Change has to come from the top


Arguably, today's rugby culture killed poor Ben Robinson, the culture of hitting hard and playing on. SIS certainly killed him. SIS could have caused terrible problems for Hugo Lloris, the Spurs goalkeeper allowed to play on against Everton in a November fixture, and it will continue to cause terrible problems for any number of sportspeople until we succeed in implementing a root and branch change to the way that we regard head injuries in sport.

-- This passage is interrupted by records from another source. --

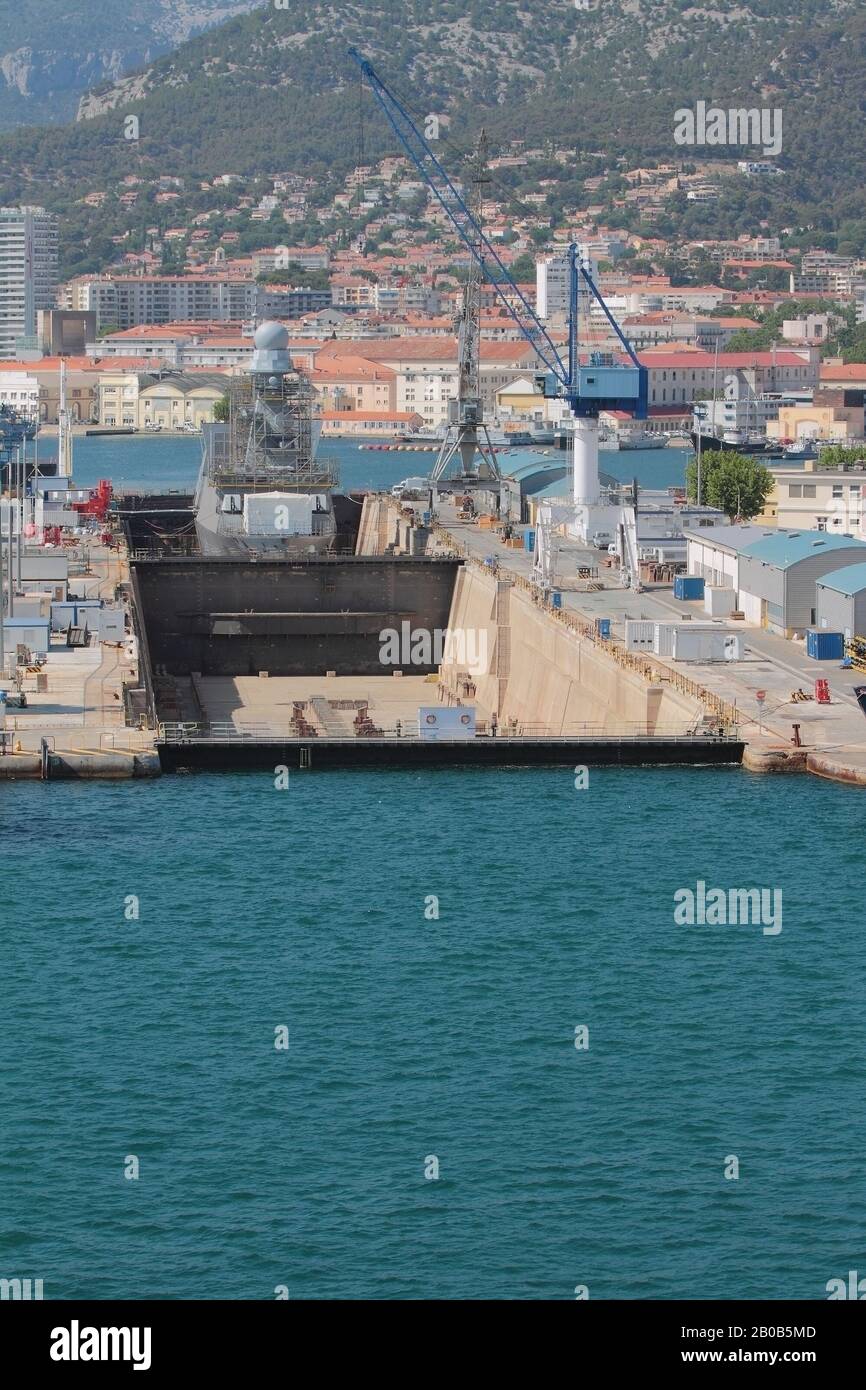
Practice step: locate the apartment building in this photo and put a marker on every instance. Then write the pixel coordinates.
(426, 370)
(679, 377)
(28, 275)
(127, 302)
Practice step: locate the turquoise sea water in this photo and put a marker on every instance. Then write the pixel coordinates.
(141, 462)
(414, 1037)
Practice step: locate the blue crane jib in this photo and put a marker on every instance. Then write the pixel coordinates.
(588, 388)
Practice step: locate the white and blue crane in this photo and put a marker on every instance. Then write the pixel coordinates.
(587, 387)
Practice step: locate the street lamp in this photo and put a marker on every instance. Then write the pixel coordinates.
(699, 413)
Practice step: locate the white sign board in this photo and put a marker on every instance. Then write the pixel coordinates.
(441, 722)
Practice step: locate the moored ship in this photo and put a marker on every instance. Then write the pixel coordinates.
(262, 484)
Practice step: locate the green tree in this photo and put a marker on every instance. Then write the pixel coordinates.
(731, 481)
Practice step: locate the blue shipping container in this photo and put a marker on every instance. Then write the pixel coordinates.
(688, 587)
(823, 645)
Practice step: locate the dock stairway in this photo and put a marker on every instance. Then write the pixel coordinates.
(330, 720)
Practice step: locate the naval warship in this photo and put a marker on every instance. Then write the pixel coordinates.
(263, 485)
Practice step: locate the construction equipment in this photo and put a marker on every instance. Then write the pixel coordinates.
(588, 388)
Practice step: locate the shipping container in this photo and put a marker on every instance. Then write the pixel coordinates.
(638, 635)
(27, 631)
(692, 642)
(688, 587)
(823, 645)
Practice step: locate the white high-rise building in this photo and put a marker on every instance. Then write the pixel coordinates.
(552, 285)
(28, 274)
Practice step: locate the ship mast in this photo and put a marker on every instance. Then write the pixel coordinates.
(466, 435)
(64, 431)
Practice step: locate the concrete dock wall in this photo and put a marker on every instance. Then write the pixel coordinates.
(541, 673)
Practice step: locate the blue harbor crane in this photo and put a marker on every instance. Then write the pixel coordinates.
(588, 388)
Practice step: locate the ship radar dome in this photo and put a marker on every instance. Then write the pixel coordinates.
(271, 337)
(271, 349)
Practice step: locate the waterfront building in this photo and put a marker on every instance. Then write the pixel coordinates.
(822, 499)
(841, 601)
(773, 571)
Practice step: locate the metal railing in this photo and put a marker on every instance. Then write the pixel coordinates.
(409, 731)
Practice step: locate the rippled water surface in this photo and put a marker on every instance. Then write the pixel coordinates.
(413, 1036)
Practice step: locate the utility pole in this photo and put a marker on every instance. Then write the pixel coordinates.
(20, 506)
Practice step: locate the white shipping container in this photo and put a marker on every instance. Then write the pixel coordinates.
(663, 640)
(278, 513)
(638, 635)
(719, 602)
(34, 634)
(34, 605)
(705, 644)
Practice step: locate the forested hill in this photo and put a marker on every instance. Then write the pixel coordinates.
(274, 91)
(52, 52)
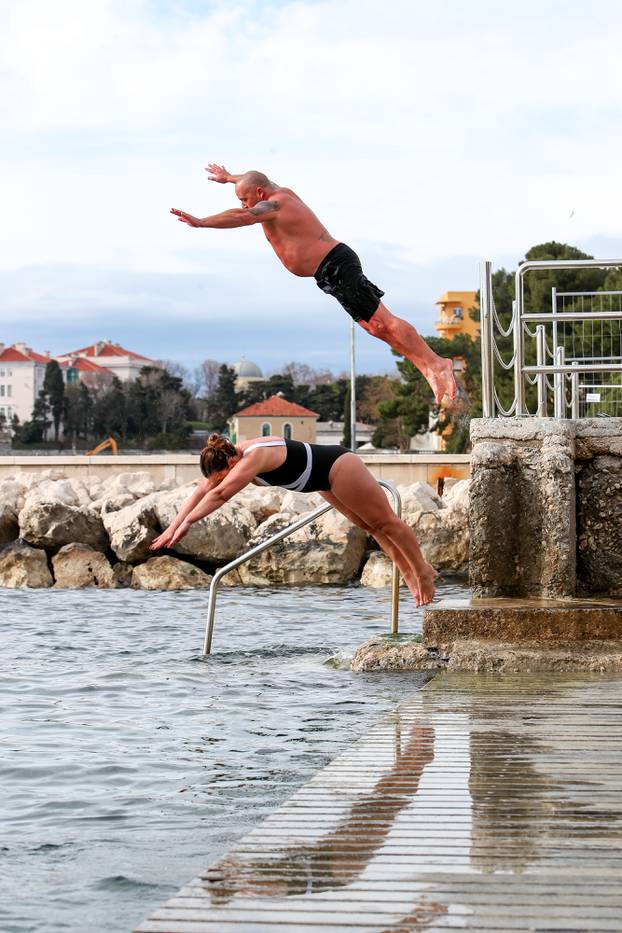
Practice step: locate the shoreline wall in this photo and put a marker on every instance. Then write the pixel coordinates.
(402, 469)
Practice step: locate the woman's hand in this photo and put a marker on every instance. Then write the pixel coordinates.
(180, 532)
(162, 540)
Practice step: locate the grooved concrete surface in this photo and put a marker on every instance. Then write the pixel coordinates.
(486, 803)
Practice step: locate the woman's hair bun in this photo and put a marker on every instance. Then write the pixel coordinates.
(215, 455)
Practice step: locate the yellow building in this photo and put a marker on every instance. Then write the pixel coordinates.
(275, 416)
(454, 317)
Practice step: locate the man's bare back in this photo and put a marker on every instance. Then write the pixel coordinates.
(303, 243)
(293, 231)
(295, 234)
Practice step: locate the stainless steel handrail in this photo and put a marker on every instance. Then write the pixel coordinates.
(285, 533)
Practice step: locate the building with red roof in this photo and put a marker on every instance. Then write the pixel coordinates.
(21, 378)
(111, 357)
(22, 371)
(274, 415)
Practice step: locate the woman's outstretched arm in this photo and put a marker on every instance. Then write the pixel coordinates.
(194, 510)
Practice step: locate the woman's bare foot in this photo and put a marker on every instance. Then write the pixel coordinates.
(441, 379)
(421, 584)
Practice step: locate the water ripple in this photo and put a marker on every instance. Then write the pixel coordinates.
(129, 762)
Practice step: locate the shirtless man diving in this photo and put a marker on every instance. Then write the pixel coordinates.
(306, 248)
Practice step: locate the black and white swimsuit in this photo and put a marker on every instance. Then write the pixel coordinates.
(306, 467)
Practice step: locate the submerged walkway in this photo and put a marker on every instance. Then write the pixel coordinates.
(484, 803)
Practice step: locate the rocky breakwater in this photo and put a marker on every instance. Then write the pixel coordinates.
(69, 533)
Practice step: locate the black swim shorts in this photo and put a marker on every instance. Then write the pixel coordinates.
(340, 275)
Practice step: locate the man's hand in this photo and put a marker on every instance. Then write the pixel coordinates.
(217, 173)
(186, 218)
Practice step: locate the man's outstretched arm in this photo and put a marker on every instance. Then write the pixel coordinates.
(220, 174)
(236, 217)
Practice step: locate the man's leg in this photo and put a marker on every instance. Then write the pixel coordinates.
(402, 337)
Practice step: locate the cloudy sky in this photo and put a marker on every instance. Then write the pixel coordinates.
(426, 135)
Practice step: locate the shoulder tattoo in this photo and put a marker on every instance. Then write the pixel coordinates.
(264, 207)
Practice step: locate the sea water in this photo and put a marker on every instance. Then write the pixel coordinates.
(129, 762)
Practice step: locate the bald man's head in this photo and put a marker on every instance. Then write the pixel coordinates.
(253, 187)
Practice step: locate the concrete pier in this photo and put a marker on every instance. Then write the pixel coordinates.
(484, 803)
(546, 507)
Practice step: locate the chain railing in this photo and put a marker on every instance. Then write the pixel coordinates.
(576, 344)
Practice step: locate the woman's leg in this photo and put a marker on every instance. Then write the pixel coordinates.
(355, 492)
(396, 554)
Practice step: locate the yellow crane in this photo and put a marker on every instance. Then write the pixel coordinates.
(109, 442)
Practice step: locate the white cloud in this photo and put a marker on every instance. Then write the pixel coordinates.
(417, 131)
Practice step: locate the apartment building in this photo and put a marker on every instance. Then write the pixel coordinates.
(21, 378)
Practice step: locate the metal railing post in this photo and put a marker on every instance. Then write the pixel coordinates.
(285, 533)
(541, 378)
(352, 386)
(574, 396)
(558, 382)
(486, 334)
(519, 385)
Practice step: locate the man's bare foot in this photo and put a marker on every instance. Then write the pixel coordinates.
(421, 584)
(442, 381)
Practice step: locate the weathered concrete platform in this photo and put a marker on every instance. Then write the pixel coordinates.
(505, 635)
(484, 803)
(523, 621)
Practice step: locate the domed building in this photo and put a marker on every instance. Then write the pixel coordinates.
(246, 372)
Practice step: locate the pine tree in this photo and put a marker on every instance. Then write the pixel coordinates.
(54, 389)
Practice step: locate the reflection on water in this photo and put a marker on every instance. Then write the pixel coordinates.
(340, 856)
(475, 779)
(128, 764)
(524, 778)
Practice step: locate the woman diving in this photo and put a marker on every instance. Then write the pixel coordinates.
(338, 474)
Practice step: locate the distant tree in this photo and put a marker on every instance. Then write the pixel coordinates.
(378, 389)
(40, 419)
(72, 413)
(110, 412)
(408, 412)
(328, 400)
(206, 379)
(54, 389)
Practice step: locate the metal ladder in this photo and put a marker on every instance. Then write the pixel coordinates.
(279, 536)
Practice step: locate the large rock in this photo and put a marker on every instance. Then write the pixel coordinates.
(12, 493)
(53, 524)
(219, 538)
(417, 497)
(261, 501)
(121, 490)
(9, 526)
(63, 491)
(23, 566)
(444, 538)
(132, 529)
(77, 566)
(168, 573)
(378, 571)
(329, 550)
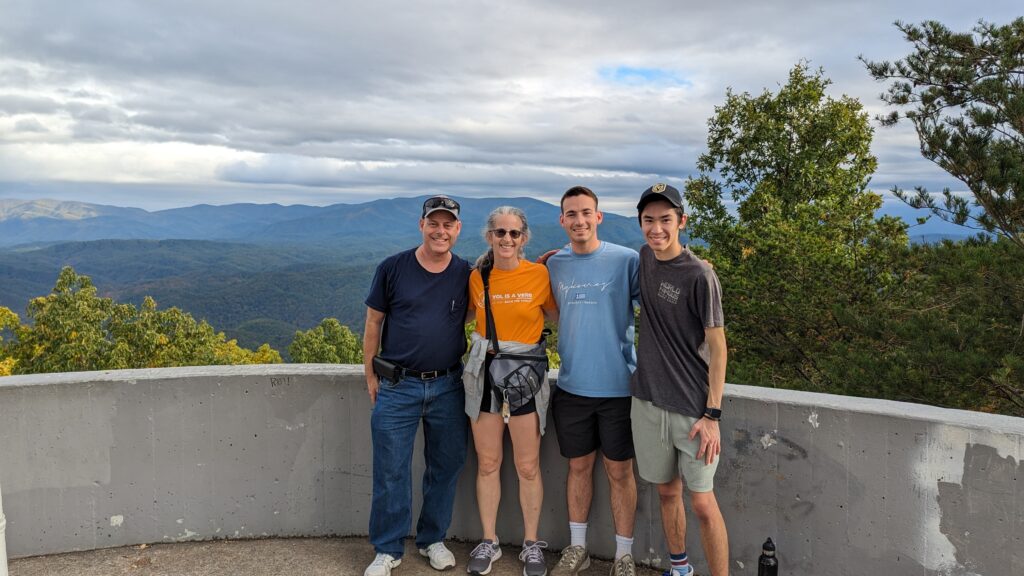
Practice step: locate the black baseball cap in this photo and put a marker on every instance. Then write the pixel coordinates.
(660, 192)
(440, 202)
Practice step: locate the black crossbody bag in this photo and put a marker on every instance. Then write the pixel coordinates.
(517, 376)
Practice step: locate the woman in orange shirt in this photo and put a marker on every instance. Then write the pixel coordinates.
(520, 298)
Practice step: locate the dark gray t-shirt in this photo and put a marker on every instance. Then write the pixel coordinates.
(678, 299)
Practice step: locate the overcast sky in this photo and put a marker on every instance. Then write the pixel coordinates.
(159, 104)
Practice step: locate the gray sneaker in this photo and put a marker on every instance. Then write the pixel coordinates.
(482, 557)
(573, 561)
(624, 567)
(532, 558)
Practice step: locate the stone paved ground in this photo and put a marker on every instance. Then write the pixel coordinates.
(275, 557)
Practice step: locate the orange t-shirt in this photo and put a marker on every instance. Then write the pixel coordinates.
(518, 298)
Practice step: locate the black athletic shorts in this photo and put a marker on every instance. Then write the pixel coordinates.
(491, 391)
(584, 424)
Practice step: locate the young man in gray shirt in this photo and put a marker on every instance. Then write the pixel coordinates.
(677, 387)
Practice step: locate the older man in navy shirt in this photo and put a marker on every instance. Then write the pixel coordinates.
(416, 313)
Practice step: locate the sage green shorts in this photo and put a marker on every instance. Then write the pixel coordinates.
(664, 449)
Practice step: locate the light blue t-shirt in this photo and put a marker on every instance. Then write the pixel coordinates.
(596, 293)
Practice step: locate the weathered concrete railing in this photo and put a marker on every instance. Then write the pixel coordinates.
(844, 486)
(3, 538)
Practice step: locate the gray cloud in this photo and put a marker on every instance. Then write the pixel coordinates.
(346, 98)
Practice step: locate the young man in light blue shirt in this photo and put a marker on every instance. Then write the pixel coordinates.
(596, 285)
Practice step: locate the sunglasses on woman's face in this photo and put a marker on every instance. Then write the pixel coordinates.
(500, 233)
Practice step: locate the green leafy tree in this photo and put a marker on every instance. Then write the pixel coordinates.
(73, 329)
(329, 342)
(964, 93)
(803, 260)
(8, 322)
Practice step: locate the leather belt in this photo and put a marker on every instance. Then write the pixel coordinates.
(429, 374)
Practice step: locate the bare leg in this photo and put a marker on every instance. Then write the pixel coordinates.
(488, 433)
(673, 515)
(624, 495)
(713, 533)
(526, 449)
(580, 487)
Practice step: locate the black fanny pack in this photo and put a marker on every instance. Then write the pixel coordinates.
(386, 369)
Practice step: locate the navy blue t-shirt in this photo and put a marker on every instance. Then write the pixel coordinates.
(424, 313)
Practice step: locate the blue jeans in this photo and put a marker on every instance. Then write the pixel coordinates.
(400, 407)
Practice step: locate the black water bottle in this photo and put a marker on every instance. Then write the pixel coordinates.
(768, 564)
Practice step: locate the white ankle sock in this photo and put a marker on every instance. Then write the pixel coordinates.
(578, 533)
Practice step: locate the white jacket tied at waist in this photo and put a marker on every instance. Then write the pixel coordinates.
(472, 376)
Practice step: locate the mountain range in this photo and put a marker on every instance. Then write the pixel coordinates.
(258, 272)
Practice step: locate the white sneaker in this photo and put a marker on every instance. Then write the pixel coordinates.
(382, 565)
(440, 557)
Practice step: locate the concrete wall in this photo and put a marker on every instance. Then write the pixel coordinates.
(845, 486)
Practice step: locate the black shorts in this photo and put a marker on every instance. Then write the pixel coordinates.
(584, 424)
(489, 391)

Head injuries aren't a 'laugh'. It's not amusing to see a player wobble unsteadily, then regain his senses, then play on. It's not a tribute to his fortitude. It's foolhardy. The risks are too great, and, as Dr James Robson, the Scottish rugby union side's chief medical officer, says (in Bull's Observer piece): "When you get a subject as important as this [change] has to come from the top. To me that means the government. They are responsible for the nation's health and that is what we are talking about, the health of the nation's young people." 

Dr Robson is right. So come on, Mr Cameron, what have you got to say? If you could tear yourself away from taking selfies (and worrying about what happens to them) and tweeting about Nigella, perhaps you could endorse the calls for thorough education and treatment in sport for concussion. Those calls, to anyone with any sense, are irresistible.